Kendra Jensen is a UNC-Chapel Hill graduate student pursuing a master’s degree in Public Administration. She is currently working with the Kerr-Tar Council of Governments through the Carolina Economic Revitalization Corps (CERC)

The North Carolina Department of Commerce’s Community Development Block Grant (CDBG) Program requires grantees to conduct or update their Analysis of Impediments (AI) to Fair Housing as part of the grant obligations. Grantees with a population of 10,000 or more must perform or update their AI every five years. Similar to entitlement governments that report directly to the Department of Housing and Urban Development (HUD), grantees must conduct an analysis of impediments to fair housing, take appropriate actions to overcome impediments and maintain records of the analysis and actions. The requirements are targeted at fulfilling HUD’s fair housing objectives and eliminating discriminatory practices in housing.

As part of the analysis, grantees conduct a review and analysis of both the private and public sectors. The AI report includes jurisdictional data, an evaluation of the jurisdictions’ fair housing legal status, identification of impediments to fair housing choice and an assessment of current public and private fair housing programs and activities. The report concludes with a summary of impediments and recommendations for future action. Many of the recommendations can be incorporated into the grantee’s Fair Housing Plan, another obligation of CDBG grantees.

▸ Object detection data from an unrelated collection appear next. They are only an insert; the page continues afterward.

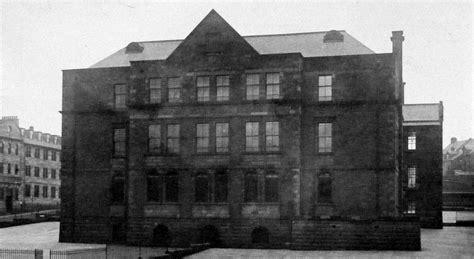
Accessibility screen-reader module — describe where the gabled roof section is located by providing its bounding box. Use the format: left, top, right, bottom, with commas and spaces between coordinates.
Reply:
402, 102, 443, 126
167, 9, 258, 64
443, 138, 474, 159
90, 10, 375, 68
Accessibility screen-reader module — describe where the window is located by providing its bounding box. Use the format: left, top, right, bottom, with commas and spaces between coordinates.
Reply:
149, 78, 161, 103
245, 74, 260, 100
147, 170, 179, 202
318, 75, 332, 101
408, 132, 416, 150
245, 122, 260, 152
216, 76, 229, 101
244, 172, 258, 202
267, 73, 280, 100
265, 122, 280, 151
196, 124, 209, 153
23, 184, 31, 197
244, 170, 279, 202
197, 76, 211, 102
168, 77, 181, 103
216, 123, 229, 153
114, 129, 126, 156
33, 185, 39, 197
407, 201, 416, 214
265, 171, 278, 202
318, 123, 332, 153
148, 125, 161, 153
114, 84, 127, 109
214, 169, 228, 202
408, 166, 416, 188
166, 124, 179, 154
110, 173, 125, 202
194, 173, 211, 202
194, 170, 228, 205
318, 171, 332, 203
51, 186, 56, 198
43, 186, 48, 198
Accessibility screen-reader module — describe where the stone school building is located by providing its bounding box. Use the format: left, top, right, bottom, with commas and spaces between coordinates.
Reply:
60, 10, 426, 250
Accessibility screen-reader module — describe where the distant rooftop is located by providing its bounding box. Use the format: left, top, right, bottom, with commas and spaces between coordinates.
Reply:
403, 103, 443, 126
90, 31, 375, 68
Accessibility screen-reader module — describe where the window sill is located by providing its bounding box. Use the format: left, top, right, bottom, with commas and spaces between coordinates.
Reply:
193, 201, 229, 206
318, 152, 334, 156
242, 201, 280, 206
316, 202, 334, 206
145, 153, 180, 157
242, 151, 283, 155
145, 201, 181, 206
194, 152, 230, 156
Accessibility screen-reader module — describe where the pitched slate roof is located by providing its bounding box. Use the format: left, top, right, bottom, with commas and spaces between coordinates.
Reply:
402, 103, 443, 126
443, 138, 474, 159
90, 31, 374, 68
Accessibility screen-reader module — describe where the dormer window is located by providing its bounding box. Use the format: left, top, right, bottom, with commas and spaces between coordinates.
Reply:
125, 42, 144, 53
323, 30, 344, 43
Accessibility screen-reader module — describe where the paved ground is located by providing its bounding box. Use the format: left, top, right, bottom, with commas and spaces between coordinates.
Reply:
0, 222, 474, 258
188, 227, 474, 259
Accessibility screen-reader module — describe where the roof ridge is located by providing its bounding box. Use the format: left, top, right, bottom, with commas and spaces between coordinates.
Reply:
242, 30, 346, 38
132, 30, 346, 43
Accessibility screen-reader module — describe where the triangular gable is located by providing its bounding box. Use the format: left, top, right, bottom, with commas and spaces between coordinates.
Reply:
167, 10, 258, 67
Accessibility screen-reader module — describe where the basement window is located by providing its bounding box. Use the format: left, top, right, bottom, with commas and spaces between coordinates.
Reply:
408, 132, 416, 150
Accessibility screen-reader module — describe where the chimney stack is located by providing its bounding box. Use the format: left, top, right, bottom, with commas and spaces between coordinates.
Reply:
451, 137, 458, 144
390, 31, 405, 104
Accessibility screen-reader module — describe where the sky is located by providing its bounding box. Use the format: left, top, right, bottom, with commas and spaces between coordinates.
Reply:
0, 0, 474, 146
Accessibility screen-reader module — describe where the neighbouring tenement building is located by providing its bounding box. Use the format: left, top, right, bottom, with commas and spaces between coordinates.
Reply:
0, 116, 61, 212
60, 11, 420, 250
401, 102, 443, 228
443, 137, 474, 210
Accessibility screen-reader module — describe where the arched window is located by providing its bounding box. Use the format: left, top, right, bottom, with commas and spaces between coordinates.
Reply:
147, 169, 179, 202
110, 172, 125, 202
265, 171, 278, 202
200, 225, 221, 247
194, 172, 211, 202
251, 227, 270, 244
318, 170, 332, 203
153, 224, 172, 247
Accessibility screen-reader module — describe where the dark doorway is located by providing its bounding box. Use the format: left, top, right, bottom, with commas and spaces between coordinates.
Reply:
5, 195, 13, 213
112, 223, 127, 244
153, 224, 171, 247
251, 227, 270, 244
200, 225, 221, 247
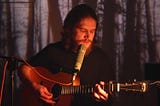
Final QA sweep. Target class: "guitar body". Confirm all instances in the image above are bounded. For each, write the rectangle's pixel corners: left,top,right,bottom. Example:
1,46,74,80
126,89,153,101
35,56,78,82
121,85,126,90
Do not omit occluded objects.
19,67,148,106
19,67,80,106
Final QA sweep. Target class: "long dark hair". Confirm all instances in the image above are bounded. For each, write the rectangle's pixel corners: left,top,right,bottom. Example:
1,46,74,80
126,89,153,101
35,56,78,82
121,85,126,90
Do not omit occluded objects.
62,4,97,48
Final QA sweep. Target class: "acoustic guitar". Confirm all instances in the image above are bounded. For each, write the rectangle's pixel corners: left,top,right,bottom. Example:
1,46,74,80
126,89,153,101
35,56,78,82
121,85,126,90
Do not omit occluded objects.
20,67,148,106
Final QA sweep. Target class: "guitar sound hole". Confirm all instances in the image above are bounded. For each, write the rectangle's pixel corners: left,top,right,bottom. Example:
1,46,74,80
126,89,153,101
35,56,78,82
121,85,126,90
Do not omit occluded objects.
52,84,62,98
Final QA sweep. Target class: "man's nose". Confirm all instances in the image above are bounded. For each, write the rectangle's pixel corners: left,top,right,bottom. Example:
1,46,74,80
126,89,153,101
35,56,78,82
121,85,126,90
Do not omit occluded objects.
84,33,89,39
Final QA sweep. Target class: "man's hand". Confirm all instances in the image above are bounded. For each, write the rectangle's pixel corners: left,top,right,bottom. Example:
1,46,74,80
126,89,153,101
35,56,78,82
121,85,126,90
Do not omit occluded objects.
93,81,109,101
33,83,56,105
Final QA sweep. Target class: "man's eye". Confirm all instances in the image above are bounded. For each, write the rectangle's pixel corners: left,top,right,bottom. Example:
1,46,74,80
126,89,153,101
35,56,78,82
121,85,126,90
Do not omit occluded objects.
80,28,87,32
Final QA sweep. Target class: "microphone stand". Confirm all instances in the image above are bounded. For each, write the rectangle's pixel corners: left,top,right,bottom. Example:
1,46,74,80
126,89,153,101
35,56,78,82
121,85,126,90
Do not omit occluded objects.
0,56,21,106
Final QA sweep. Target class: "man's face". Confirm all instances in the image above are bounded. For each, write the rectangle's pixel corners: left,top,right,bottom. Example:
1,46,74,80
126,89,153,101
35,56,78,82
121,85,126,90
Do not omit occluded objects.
73,17,97,48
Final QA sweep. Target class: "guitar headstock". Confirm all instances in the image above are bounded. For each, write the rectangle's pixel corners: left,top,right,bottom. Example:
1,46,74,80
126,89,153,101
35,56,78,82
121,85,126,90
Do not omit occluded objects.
108,81,148,92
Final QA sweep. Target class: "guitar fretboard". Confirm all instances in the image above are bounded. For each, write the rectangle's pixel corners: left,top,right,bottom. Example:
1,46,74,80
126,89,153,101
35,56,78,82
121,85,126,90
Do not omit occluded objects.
61,85,93,94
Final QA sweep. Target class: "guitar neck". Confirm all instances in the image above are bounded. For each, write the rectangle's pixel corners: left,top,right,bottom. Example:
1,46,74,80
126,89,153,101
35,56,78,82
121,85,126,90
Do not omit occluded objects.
61,85,94,94
52,81,148,96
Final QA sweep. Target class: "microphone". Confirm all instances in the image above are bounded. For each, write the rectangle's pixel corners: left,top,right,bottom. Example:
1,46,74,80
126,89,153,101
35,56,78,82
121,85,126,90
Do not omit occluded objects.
74,44,87,71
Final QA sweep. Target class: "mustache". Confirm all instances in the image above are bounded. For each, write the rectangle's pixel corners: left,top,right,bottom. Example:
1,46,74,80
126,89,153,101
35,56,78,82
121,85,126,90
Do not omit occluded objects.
76,39,93,43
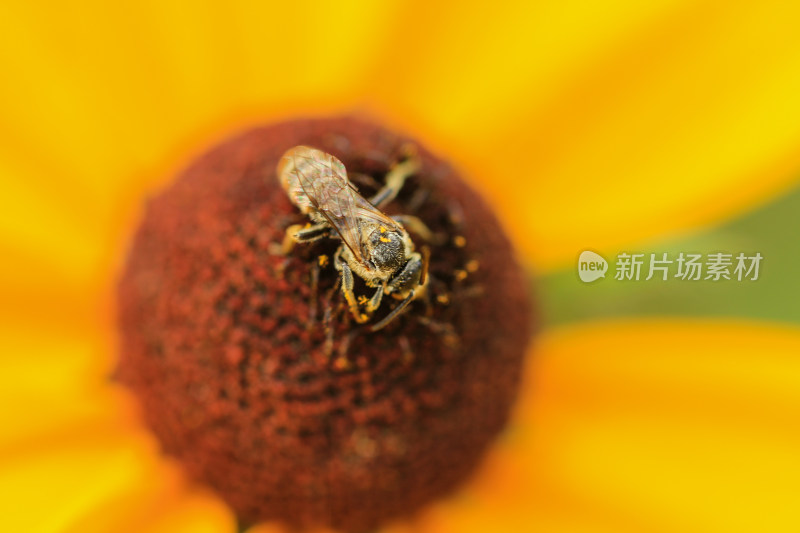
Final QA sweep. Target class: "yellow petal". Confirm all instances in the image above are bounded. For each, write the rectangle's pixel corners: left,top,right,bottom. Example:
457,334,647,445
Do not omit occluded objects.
132,490,237,533
366,0,800,269
418,320,800,532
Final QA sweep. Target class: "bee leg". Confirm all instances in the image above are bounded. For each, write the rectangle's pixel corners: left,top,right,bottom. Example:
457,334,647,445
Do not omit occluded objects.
369,150,421,209
281,224,331,255
366,285,386,315
370,290,414,331
333,247,369,324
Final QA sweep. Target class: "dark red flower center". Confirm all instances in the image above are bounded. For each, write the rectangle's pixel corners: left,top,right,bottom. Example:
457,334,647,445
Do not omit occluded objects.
119,119,531,531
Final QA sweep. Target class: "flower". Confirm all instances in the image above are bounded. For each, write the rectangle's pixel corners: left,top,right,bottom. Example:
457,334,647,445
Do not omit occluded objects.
118,117,532,531
0,0,800,533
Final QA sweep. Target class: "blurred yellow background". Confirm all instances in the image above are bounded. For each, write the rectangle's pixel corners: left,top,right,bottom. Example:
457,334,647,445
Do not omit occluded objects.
0,0,800,533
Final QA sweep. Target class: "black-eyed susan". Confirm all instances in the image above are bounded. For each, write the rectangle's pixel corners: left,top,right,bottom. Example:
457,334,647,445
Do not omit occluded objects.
0,1,800,532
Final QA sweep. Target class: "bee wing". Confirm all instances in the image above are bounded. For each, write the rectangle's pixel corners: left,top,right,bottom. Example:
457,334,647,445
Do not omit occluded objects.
290,147,374,262
356,193,400,230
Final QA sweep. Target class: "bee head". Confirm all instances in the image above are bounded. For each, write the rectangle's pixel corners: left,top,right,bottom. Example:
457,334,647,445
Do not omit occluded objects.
366,226,405,272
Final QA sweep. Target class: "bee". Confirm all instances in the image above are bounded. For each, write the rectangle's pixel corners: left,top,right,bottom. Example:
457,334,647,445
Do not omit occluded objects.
277,146,431,331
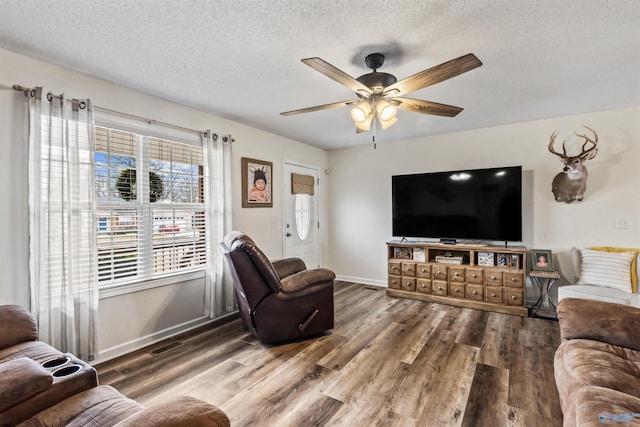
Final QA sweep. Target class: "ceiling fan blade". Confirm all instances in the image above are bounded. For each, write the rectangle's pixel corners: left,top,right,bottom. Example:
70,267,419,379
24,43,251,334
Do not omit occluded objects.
302,57,371,98
391,97,463,117
382,53,482,97
280,99,360,116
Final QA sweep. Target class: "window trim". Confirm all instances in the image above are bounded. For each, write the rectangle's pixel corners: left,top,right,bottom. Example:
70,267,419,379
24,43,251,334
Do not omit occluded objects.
93,108,211,292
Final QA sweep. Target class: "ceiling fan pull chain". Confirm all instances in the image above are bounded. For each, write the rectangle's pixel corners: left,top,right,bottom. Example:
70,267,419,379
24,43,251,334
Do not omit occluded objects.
372,115,378,150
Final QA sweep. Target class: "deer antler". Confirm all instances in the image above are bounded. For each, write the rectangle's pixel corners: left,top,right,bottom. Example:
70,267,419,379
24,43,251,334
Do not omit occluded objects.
575,125,598,157
548,131,567,159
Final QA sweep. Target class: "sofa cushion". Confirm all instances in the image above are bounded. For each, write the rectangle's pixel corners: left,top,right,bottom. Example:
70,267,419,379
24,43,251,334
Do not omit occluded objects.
0,357,53,414
558,285,638,305
557,298,640,351
0,341,64,363
114,396,230,427
578,249,635,293
18,386,142,427
576,387,640,427
587,246,640,292
554,339,640,404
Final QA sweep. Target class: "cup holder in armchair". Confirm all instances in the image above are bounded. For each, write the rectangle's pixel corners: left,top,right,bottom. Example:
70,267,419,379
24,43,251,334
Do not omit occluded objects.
53,364,82,378
42,356,71,369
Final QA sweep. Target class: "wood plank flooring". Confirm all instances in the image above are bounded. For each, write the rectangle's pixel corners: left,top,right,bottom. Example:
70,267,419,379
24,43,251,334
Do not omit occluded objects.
96,281,562,427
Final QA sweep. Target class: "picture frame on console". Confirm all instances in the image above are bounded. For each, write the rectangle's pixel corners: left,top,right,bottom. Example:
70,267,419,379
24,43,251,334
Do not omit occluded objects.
393,248,413,259
531,249,554,271
509,254,520,268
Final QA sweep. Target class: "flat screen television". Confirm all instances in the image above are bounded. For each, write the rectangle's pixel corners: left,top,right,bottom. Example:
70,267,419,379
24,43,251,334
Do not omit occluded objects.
391,166,522,243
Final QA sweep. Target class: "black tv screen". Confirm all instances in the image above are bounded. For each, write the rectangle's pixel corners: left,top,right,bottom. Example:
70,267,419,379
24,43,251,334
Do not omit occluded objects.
391,166,522,242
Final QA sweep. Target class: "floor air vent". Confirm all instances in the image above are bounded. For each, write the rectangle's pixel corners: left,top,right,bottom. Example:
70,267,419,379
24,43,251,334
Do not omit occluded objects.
149,341,182,356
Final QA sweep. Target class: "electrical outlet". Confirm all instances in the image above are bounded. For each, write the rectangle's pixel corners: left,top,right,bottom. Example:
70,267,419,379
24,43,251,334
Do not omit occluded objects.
616,217,629,228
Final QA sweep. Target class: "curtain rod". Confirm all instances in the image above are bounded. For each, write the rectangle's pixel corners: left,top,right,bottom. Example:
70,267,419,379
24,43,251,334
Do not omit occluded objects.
12,85,206,139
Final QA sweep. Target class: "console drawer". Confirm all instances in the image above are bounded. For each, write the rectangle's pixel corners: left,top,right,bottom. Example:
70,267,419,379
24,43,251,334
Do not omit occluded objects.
467,268,482,283
504,273,524,288
484,286,503,304
431,280,447,297
416,262,431,279
449,282,465,298
416,278,431,294
431,264,447,280
389,275,402,289
389,261,402,276
448,267,465,282
484,269,502,286
402,276,416,292
465,283,483,301
402,262,416,277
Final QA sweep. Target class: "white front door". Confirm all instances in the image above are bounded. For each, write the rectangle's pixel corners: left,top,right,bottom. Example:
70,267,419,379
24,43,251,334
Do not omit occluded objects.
282,162,320,268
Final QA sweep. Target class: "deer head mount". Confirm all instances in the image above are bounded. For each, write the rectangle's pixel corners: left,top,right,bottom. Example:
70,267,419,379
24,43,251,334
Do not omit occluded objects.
549,125,598,203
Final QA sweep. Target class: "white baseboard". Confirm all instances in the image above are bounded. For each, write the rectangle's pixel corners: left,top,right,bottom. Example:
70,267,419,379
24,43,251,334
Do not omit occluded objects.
91,316,216,365
336,275,387,288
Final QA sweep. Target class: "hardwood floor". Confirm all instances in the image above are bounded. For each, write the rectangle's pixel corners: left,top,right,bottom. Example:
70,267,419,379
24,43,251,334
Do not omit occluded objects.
96,282,562,427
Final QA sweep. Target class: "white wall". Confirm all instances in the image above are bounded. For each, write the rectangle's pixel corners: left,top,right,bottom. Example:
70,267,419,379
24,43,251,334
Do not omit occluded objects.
329,107,640,299
0,49,327,359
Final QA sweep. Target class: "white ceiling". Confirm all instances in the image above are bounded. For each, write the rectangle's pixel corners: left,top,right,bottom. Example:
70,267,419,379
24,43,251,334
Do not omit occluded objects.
0,0,640,150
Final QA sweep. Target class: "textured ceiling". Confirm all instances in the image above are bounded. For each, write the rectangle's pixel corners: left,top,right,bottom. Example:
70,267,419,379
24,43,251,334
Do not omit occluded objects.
0,0,640,149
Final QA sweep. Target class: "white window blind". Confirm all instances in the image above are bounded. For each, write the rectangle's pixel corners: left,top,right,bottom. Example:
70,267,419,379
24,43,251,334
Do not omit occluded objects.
94,126,208,286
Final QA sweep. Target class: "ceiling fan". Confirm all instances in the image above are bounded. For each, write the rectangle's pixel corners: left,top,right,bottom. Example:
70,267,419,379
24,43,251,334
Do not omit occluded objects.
280,53,482,132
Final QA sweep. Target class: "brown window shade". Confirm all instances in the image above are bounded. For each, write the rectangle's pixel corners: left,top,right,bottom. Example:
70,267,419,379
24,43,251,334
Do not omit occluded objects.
291,173,314,196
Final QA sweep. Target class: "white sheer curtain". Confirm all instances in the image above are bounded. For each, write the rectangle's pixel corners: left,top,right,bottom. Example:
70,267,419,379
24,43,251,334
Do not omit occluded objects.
29,88,98,360
203,131,236,318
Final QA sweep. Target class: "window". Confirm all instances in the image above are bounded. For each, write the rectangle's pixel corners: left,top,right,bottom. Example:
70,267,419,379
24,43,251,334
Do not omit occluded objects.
94,126,209,286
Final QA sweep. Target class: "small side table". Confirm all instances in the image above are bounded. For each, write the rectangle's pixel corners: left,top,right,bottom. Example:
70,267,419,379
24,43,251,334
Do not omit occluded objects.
529,270,560,320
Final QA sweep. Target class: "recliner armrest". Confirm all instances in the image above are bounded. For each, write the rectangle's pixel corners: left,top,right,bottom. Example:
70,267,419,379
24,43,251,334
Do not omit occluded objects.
280,268,336,293
271,258,307,280
0,357,53,414
557,298,640,351
0,305,38,349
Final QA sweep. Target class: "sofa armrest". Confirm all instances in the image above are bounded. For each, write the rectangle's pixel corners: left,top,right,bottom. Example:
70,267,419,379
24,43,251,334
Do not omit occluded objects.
0,305,38,349
0,357,53,414
272,258,307,280
114,396,231,427
280,268,336,293
557,298,640,351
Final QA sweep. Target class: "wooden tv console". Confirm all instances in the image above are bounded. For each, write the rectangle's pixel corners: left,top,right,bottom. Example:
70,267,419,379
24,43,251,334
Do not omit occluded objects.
387,241,527,316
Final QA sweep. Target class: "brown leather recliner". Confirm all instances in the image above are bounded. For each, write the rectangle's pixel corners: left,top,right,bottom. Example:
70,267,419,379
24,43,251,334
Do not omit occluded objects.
220,231,336,344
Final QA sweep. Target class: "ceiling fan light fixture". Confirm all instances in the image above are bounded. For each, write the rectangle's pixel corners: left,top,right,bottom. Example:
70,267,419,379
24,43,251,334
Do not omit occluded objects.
351,101,373,125
378,117,398,129
376,101,398,122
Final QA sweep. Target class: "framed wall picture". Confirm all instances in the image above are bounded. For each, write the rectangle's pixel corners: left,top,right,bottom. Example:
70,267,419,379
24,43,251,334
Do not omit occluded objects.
241,157,273,208
531,249,553,271
496,254,510,267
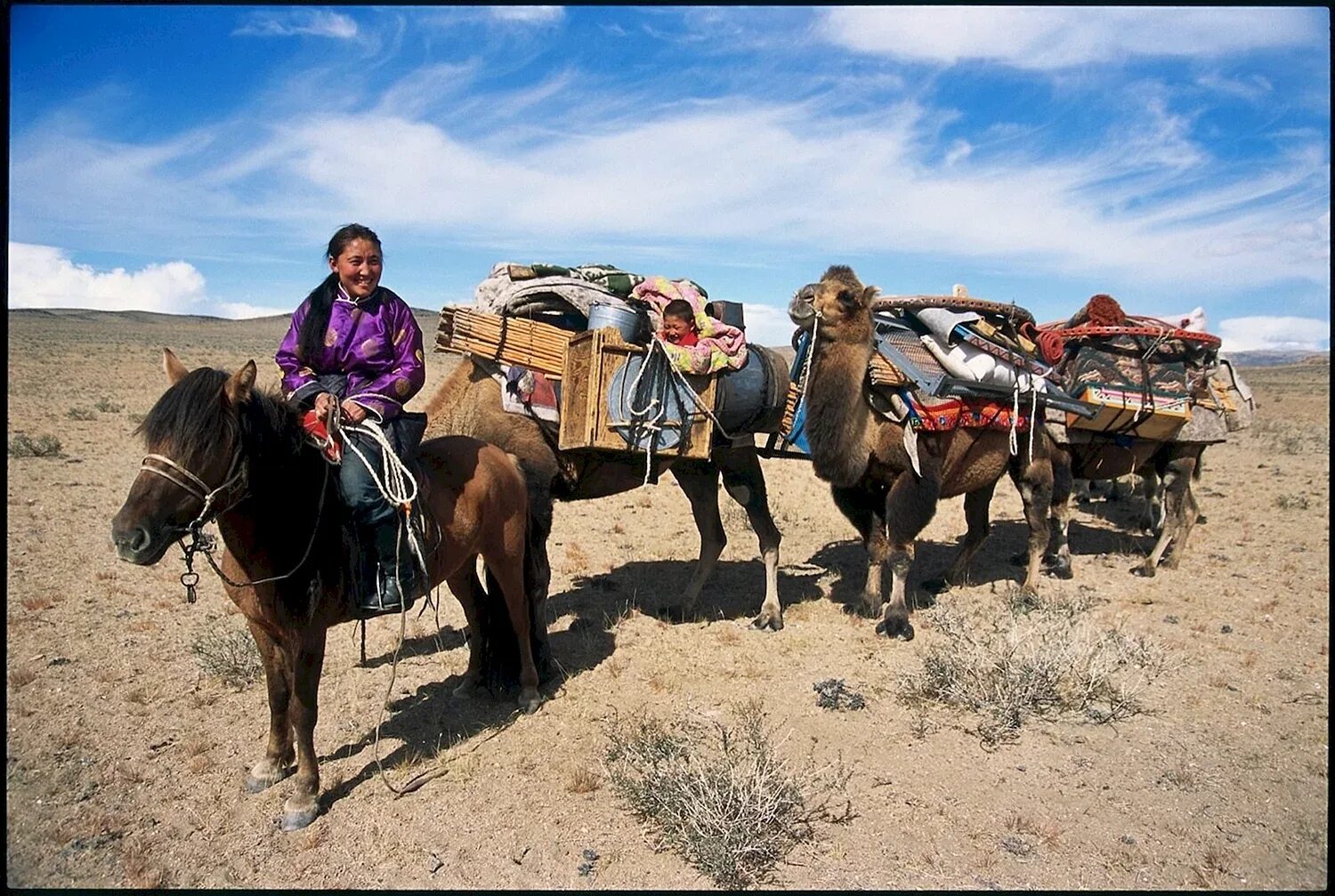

Both HUD and the NC Department of Commerce offer guidance and tips for conducting a thorough review of both the private and public sectors. Differences in community, economic, financial and demographic characteristics among jurisdictions are all accounted for, allowing for flexibility in the analysis and a well-tailored end product. The process of conducting the analysis allows counties to identify their own impediments to fair housing and create a plan unique to the needs and assets of that community. The flexibility granted during the process and the opportunity to identify unique community assets and needs provides grantees with a useful document, which can be used as a guide for all of those involved in housing.